Yerlerde sürünen dış itibarımızı Helal Gıda Akreditasyonu kaldırmaya yetmez

Aynı konuda başka bir anekdota bakalım. "Yardım, bağış ve sair gelirlerin kabul edilmesi." Hele de "yardım" diyorsunuz, "bağış" diyorsunuz, yine de kendinizi alamıyorsunuz "sair" diyerek ya aklımıza bir şey gelirse ya düşünmediğimiz yağlı bir teklifle karşılaşırsak diye "sair"i ekliyorsunuz. Hayırsever iş adamı Zarrab enişteyi de Amerika'ya kaptırdınız, anlaşılan sırada başka Arap iş adamları var. Yerlerde sürünen dış itibarımızı bu kadar yanlışlarla başlayan Helal Gıda Akreditasyonu bu itibarı kaldırmaya yetmez dostlar ama iç piyasada oy toplamaya faydası olabilir. Vatandaşı "Helal mağazadan alanlar, haram mağazadan alanlar." diye manipüle edip bölme işini görür. Yalnız, İsrail'den gelen genetiği değiştirilmiş tohumlar alkol buharıyla kurutuluyor, GDO'lu Amerikan hububatı tarım ürünlerimizdeki açığı ancak kapatıyor. Bunlara çaresizlikten tamam diyebilirsiniz fakat, 2006'da çıkarttığınız yasayla domuz etinin raf malı sayılmasını nasıl izah edeceksiniz? Sayın Zeybekci'ye sordum, "Üzerinde açıkça "domuz etidir" yazılmak kaydıyla satılacak." dedi. Yani vitrinlerde şenlik var: Helal, haram, domuz eti yan yana; gel vatandaş gel.
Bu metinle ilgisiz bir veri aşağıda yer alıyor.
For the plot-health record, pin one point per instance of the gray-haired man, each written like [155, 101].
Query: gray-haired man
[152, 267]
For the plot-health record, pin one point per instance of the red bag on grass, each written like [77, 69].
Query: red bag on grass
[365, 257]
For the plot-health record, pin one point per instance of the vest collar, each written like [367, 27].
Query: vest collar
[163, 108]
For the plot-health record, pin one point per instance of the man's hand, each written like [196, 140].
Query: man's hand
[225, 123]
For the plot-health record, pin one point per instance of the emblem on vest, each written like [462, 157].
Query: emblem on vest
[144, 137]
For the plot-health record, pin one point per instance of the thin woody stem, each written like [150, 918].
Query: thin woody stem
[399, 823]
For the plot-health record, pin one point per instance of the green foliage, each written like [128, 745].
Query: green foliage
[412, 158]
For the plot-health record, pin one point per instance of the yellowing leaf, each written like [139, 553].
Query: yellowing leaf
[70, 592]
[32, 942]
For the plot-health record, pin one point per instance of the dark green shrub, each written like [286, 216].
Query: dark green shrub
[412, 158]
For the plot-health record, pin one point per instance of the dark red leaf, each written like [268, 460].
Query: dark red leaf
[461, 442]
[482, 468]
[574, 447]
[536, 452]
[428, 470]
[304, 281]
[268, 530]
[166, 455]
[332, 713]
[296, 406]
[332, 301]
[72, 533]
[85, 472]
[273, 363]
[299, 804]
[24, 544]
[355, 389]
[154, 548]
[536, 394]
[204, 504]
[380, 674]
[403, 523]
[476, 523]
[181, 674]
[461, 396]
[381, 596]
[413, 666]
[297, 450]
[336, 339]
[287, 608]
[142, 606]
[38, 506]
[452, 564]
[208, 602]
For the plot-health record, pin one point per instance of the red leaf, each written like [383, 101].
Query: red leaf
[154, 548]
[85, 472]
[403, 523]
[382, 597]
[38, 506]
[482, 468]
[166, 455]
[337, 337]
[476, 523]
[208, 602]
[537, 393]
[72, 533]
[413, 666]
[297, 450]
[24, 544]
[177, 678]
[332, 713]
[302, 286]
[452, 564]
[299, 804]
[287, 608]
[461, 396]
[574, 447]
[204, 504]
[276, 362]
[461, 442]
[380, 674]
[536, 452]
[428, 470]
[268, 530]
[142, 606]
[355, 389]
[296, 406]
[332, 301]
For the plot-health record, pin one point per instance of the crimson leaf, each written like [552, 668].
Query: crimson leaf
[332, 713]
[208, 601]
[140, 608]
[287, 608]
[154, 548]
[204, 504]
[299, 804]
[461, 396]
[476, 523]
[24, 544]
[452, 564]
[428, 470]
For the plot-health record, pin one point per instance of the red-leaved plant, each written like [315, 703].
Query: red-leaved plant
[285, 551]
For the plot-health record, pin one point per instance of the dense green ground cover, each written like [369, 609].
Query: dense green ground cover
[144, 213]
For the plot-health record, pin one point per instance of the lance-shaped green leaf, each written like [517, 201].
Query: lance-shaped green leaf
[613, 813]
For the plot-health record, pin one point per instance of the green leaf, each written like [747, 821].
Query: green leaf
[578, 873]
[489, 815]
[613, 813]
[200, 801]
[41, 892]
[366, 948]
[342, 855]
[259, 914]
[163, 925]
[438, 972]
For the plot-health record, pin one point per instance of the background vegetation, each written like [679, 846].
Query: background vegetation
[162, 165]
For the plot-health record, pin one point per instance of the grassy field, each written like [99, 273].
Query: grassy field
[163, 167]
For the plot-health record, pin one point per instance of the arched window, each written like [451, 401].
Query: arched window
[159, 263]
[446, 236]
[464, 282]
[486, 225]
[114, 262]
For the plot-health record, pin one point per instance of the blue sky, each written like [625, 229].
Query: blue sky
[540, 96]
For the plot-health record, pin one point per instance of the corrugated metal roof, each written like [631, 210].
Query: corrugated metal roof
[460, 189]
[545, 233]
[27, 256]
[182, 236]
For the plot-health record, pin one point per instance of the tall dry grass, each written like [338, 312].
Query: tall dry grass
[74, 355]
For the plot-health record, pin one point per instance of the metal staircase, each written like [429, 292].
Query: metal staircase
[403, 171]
Partilere sertifika verilse “Helal Akredite” alamayacak tek parti AKP olurdu…

Gelirlerini faiz, mekruh, sigara haram, haram içki, haram şans oyunlarına bağlamış bir Hükûmetin nesi helal olabilir? Gıdayı anladık fakat tekstilde, lojistikte haram sertifikası nasıl oluyor? Partilere de helal-haram sertifikası verilse ne iyi olur. Bu manada helal akredite alamayacak tek parti AKP olur. Dolayısıyla AKP'nin ne ithalatı olur ne ihracatı, elde kalır, çürür, memleket de kurtulur.

Değerli dostlar, en büyük endişem şudur: Hak yani helal gıda akreditasyonu vurulan mallarda oluşacak olan hileler ve bozulmalar İslam'a mal olacak. Müslüman nesillerde inanç ve iman zayıflığına yol açarken diğer din mensuplarının karşısında alay konusu olacağız. Endişem budur.   Hepinizi saygıyla selamlıyorum, diyerek konuşmasına son verdi.